Teamo is one of 13 fledgling Internet companies bankrolled since 2010 by Fastlane Ventures, a $130 million venture capital fund based in Moscow, and one of only two of that cohort that is currently profitable. (Fastlane has had two exits as well.) Two floors away from Teamo, physician-turned-e-marketer Azamat Ulbashev is trying to nurse another Fastlane project, VitaPortal, to breakeven with content that mixes elements of WebMD and Weight Watchers. “We started out creating something like WebMD but found that users wanted an active service that would help them manage weight loss or diabetes,” he explains.

Marina Treshchova, Fastlane’s U.S.-educated CEO, says she and her colleagues look at more than 25,000 aspiring tech companies every year. “We see the same entrepreneurs coming back with a new business card the next month,” she quips. Fastlane employs strict criteria in winnowing this enormous herd: The business plan has to have worked already in developed markets. “The idea has to be proven elsewhere – that it can be executed and monetized,” Treshchova tells II.

Scorning such copycat enterprises is Dmitry Chikhachev, managing partner at Runa Capital, another Moscow-based VC that has invested $130 million in two dozen companies since its founding in 2009. Chikhachev, a seasoned executive whose last job was overseeing Russian casino operator Ritzio Entertainment Group’s expansion across Europe, created Runa with Serguei Beloussov, an old classmate from the Moscow Institute of Physics and Technology who himself has founded four different tech companies over the previous 15 years.

The two aim to conquer global markets using Russian and ex-Soviet brainpower, which has been a sort of holy grail for Russian techies since the dawn of the market era. They watched with no little embarrassment while underdeveloped India superseded Russia as a global technology center. But Runa’s roster of firms will help change all that, Chikhachev promises. “Russia is a very unique place as a source of engineering talent,” he says. “Russian engineers love to solve complex problems.”

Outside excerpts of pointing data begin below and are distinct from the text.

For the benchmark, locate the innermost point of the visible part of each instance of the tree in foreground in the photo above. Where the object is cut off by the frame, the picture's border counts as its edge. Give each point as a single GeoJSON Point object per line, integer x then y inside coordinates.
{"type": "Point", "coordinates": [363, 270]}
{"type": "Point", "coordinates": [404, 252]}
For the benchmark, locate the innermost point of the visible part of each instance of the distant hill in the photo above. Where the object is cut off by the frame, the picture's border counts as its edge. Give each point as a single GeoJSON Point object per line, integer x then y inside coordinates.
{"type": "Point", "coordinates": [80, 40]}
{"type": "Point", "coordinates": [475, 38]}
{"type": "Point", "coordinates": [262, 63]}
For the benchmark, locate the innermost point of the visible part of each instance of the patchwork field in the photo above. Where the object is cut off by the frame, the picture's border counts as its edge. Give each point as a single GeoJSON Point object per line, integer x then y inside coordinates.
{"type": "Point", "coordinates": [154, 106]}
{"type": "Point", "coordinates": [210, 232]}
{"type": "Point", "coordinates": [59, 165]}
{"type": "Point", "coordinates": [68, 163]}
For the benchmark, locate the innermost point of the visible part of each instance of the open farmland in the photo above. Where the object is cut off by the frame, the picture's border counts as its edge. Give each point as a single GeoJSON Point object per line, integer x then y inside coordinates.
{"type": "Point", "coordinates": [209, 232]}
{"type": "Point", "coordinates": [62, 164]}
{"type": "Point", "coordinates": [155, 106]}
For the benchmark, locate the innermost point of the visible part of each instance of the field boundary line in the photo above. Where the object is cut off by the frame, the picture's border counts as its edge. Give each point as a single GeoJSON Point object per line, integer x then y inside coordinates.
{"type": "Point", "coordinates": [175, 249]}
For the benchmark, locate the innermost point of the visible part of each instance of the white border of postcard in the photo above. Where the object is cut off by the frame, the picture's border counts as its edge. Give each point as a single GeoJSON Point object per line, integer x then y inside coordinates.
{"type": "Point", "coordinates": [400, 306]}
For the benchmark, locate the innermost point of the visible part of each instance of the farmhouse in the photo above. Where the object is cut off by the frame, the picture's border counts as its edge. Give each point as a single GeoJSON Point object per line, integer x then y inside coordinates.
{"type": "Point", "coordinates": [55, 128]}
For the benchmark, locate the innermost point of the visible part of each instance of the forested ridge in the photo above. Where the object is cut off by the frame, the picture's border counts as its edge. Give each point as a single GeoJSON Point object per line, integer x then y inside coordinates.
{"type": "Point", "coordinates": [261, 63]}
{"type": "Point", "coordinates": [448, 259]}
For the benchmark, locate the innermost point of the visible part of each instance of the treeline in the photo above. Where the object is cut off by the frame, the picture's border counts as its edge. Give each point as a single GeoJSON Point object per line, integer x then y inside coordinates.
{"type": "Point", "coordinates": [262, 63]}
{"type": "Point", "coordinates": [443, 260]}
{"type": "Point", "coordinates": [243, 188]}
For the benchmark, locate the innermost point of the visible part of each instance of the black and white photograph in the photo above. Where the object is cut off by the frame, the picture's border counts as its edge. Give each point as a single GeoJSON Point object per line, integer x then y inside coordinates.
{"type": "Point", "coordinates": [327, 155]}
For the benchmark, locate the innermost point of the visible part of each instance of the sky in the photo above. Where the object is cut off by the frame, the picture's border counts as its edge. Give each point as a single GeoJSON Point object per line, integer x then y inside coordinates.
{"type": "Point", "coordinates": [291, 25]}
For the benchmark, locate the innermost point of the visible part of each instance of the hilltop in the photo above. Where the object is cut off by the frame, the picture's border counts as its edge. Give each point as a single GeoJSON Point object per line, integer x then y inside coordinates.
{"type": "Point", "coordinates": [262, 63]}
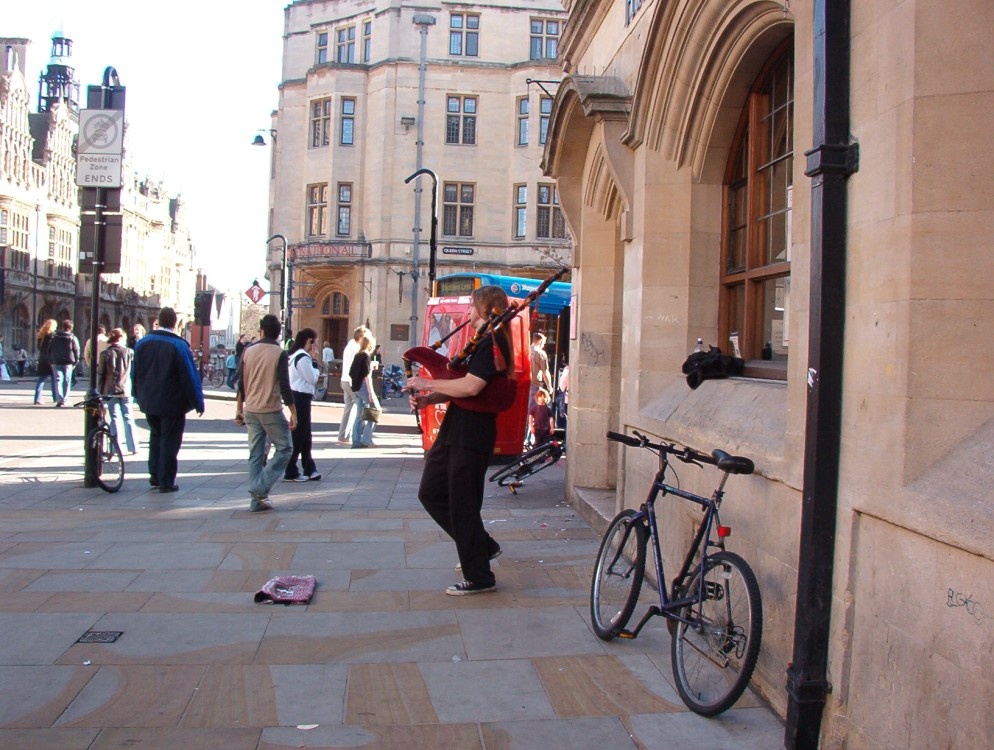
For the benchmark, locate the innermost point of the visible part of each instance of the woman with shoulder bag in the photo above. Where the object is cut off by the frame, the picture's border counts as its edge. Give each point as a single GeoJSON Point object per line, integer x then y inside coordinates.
{"type": "Point", "coordinates": [114, 382]}
{"type": "Point", "coordinates": [361, 374]}
{"type": "Point", "coordinates": [303, 379]}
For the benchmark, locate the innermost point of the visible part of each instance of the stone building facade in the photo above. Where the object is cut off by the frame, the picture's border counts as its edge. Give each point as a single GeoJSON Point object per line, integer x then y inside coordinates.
{"type": "Point", "coordinates": [40, 216]}
{"type": "Point", "coordinates": [687, 142]}
{"type": "Point", "coordinates": [347, 135]}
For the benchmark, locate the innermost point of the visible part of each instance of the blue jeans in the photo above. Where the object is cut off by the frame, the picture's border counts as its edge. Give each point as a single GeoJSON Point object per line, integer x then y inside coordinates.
{"type": "Point", "coordinates": [63, 381]}
{"type": "Point", "coordinates": [122, 421]}
{"type": "Point", "coordinates": [40, 382]}
{"type": "Point", "coordinates": [362, 431]}
{"type": "Point", "coordinates": [263, 474]}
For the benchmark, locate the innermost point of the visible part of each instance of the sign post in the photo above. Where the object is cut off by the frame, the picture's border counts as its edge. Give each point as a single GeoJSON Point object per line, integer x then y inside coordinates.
{"type": "Point", "coordinates": [98, 172]}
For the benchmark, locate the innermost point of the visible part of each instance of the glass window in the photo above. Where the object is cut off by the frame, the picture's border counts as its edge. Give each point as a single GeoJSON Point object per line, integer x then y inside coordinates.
{"type": "Point", "coordinates": [543, 42]}
{"type": "Point", "coordinates": [464, 34]}
{"type": "Point", "coordinates": [523, 121]}
{"type": "Point", "coordinates": [345, 44]}
{"type": "Point", "coordinates": [460, 120]}
{"type": "Point", "coordinates": [457, 213]}
{"type": "Point", "coordinates": [317, 210]}
{"type": "Point", "coordinates": [520, 211]}
{"type": "Point", "coordinates": [367, 41]}
{"type": "Point", "coordinates": [347, 135]}
{"type": "Point", "coordinates": [344, 209]}
{"type": "Point", "coordinates": [549, 217]}
{"type": "Point", "coordinates": [320, 122]}
{"type": "Point", "coordinates": [755, 278]}
{"type": "Point", "coordinates": [322, 53]}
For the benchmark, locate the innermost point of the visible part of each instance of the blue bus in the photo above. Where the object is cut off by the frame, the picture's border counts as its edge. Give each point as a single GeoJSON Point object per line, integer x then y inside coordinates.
{"type": "Point", "coordinates": [550, 313]}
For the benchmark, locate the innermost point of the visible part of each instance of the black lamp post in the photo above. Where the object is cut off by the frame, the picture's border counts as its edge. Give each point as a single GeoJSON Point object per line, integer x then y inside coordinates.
{"type": "Point", "coordinates": [286, 286]}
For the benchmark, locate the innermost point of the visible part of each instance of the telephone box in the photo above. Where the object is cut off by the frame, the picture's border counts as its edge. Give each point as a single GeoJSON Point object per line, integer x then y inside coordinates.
{"type": "Point", "coordinates": [442, 315]}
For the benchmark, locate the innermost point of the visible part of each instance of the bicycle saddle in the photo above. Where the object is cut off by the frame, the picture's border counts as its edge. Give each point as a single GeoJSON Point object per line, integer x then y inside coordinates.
{"type": "Point", "coordinates": [733, 464]}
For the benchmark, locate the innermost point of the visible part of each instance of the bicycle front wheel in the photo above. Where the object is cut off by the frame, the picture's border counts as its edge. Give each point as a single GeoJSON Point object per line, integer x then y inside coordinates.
{"type": "Point", "coordinates": [533, 461]}
{"type": "Point", "coordinates": [618, 574]}
{"type": "Point", "coordinates": [107, 461]}
{"type": "Point", "coordinates": [715, 651]}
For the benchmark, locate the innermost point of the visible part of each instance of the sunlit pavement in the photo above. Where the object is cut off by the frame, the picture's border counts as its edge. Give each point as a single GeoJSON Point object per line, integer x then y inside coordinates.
{"type": "Point", "coordinates": [380, 658]}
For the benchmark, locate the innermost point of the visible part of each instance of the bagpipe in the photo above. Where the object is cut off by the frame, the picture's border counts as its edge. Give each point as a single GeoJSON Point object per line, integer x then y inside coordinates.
{"type": "Point", "coordinates": [499, 393]}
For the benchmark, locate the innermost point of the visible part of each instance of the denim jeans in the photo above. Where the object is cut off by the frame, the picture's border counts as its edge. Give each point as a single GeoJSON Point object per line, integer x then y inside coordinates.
{"type": "Point", "coordinates": [362, 431]}
{"type": "Point", "coordinates": [263, 474]}
{"type": "Point", "coordinates": [40, 383]}
{"type": "Point", "coordinates": [63, 381]}
{"type": "Point", "coordinates": [348, 398]}
{"type": "Point", "coordinates": [122, 421]}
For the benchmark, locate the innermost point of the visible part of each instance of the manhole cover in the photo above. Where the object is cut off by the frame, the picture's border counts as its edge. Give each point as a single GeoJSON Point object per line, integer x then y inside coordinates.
{"type": "Point", "coordinates": [100, 636]}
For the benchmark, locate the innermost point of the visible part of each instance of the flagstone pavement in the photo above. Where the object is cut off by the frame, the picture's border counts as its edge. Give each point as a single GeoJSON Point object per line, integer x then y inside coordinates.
{"type": "Point", "coordinates": [380, 658]}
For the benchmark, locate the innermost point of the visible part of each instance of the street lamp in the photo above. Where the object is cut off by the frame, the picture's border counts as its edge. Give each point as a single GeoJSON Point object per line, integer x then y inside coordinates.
{"type": "Point", "coordinates": [286, 286]}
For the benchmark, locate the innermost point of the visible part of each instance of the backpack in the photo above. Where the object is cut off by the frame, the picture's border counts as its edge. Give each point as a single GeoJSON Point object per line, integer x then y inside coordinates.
{"type": "Point", "coordinates": [60, 349]}
{"type": "Point", "coordinates": [710, 365]}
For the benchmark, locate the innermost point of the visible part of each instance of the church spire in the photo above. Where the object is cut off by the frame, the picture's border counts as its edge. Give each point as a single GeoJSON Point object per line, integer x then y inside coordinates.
{"type": "Point", "coordinates": [58, 83]}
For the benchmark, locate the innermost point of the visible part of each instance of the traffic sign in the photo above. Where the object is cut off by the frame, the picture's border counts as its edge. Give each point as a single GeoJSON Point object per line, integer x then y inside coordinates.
{"type": "Point", "coordinates": [101, 144]}
{"type": "Point", "coordinates": [255, 293]}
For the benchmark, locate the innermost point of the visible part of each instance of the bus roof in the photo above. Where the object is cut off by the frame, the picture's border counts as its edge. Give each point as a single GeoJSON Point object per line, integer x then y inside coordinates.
{"type": "Point", "coordinates": [552, 301]}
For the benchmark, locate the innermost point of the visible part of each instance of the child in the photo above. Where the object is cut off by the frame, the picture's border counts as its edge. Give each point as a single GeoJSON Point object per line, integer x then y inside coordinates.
{"type": "Point", "coordinates": [540, 417]}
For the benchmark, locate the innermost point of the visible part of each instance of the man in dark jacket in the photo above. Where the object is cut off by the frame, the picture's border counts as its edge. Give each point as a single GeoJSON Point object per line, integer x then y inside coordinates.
{"type": "Point", "coordinates": [63, 353]}
{"type": "Point", "coordinates": [166, 385]}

One of the stars in Runa’s firmament is Jelastic, a Ukrainian-founded firm that provides middleware for Java and PHP software developers to adapt for cloud computing. Runa invested $500,000 in Jelastic at its founding in 2010. The company has since garnered additional funding from two other Russia-based funds, Almaz Capital and Maxfield Capital.

Chikhachev also has high hopes for Nginx, a designer of web site engines that counts Facebook, Amazon and Netflix among its clients. Moscow programmer Igor Sysoev created the Nginx system in 2002, and Nginx Inc. launched as a corporate entity in 2011 with $3 million from Runa and other VCs. The company raised an additional $10 million last October from investors including New Enterprise Associates, a Timonium, Maryland–based VC outfit. One more hot prospect is Ecwid, a company formed in the Volga River industrial city of Ulyanovsk that enables merchants to set up online stores with ease. Runa made the first outside investment in the firm, committing $1.5 million in 2011. The relatively small sums involved suggest the great bang for the buck potentially available in Russia tech’s sector, Chikhachev says. “Having $135 million in our fund is like having $300 million in Silicon Valley,” he boasts.